The membership in the Cumberland County Beekeepers Association alone has increased from as few as 30 beekeepers to as many as 200 today, MacLean said.
A hobbyist himself, MacLean likes it. He runs Red Brook Honey Farm in Scarborough, and believes in the idea of local farms and local foods.
“In the old days on my grandfather’s farm, there were all different kinds of animals and crops. And the bees there pollinated the apple trees. He didn’t hire someone,” MacLean said. “The more beekeepers, the more bees are kept correctly, the more pollination, the better people’s gardens, the better for farm stands and fruit stands.”
The downside to more new beekeepers is a higher incidence of disease, and there’s always one virus or another infecting hives, MacLean said.
“A lot of young beekeepers don’t want to treat it.

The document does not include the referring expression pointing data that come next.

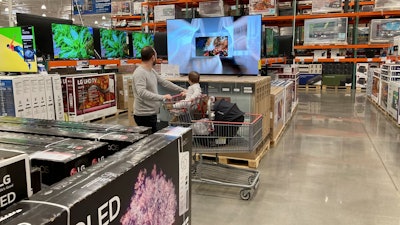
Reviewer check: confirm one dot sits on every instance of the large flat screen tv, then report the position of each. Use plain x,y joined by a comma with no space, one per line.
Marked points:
17,49
218,45
72,42
141,40
42,31
114,44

They want to save a nickel so they use grandpa’s old equipment. But you risk infecting today’s colonies with yesterday’s equipment. American foulbrood spores can live for 70 years in Grandpa’s old equipment. The recommendation is to kill the bees and burn the equipment,” MacLean said.
The flipside to increased interest is that beekeepers staying with it are getting smarter and learning how to beat the diseases. Those like Watson don’t want to give up on their bees.

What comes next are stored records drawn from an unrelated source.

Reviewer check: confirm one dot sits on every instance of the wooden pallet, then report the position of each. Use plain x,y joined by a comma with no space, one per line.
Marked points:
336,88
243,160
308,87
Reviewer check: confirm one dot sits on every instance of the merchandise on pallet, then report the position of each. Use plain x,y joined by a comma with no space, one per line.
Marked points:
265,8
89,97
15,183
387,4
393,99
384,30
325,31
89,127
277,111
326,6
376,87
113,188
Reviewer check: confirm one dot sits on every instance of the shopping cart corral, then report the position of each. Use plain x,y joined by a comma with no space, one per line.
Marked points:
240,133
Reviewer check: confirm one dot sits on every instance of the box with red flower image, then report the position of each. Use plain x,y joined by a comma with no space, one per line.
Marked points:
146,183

The Arundel beekeeper is lucky. Watson’s hives have European foulbrood, which is caused by a bacteria that grows in the soil and is easier to treat than American foulbrood.

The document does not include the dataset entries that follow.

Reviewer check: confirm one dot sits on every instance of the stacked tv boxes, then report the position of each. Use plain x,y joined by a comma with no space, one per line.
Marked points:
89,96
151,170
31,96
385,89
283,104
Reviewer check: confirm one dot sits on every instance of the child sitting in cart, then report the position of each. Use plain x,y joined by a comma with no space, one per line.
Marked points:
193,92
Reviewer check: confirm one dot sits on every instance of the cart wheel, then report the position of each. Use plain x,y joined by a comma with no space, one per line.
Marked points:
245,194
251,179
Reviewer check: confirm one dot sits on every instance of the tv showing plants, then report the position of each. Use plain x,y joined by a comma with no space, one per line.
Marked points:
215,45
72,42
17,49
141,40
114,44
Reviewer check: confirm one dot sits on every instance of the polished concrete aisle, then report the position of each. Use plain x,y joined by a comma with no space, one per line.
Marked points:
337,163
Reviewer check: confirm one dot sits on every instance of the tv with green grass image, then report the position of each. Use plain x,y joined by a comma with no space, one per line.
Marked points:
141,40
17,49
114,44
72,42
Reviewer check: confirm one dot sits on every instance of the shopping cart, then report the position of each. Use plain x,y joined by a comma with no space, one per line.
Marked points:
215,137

But bees don’t fly in rainy weather, so during the wet days of May, Watson’s bees were confined and recovery from the bacteria was slow.
With applications of the antibiotic Terramycin and the brilliant sunny days last week, her bees finally started to get out and recover.
“When they got sick, I was depressed. I felt defeated. I froze. Then I realized this is an opportunity to see first-hand how they get sick and how to manage it. I’m starting to see healthy larvae. They’re not all shriveled and yellow. It’s not what I want but I’m seeing results. I’ll give them time,” she said, turning the frame.
A beekeeper of seven years, Watson was drawn to the craft at age 5.
It took six years before she and her husband, Chuck, saw their hives produce honey. They bought an extractor and enjoyed the fruits of their labor last year when the hives produced 20 pounds. They even sold their honey.
Now Watson is back at square one.
As she studied the frames taken from the hive boxes Monday, she looked for glistening white larvae, but found mostly yellow-colored and infected larvae.
If the hives don’t continue to rebound, she’ll “pinch” the queen and kill it to shrink the colony down, possibly to combine with a healthy hive. Then she’ll lose one of her three hives.
But no matter what, Watson won’t give up.
“Right now, I don’t care about honey,” she said.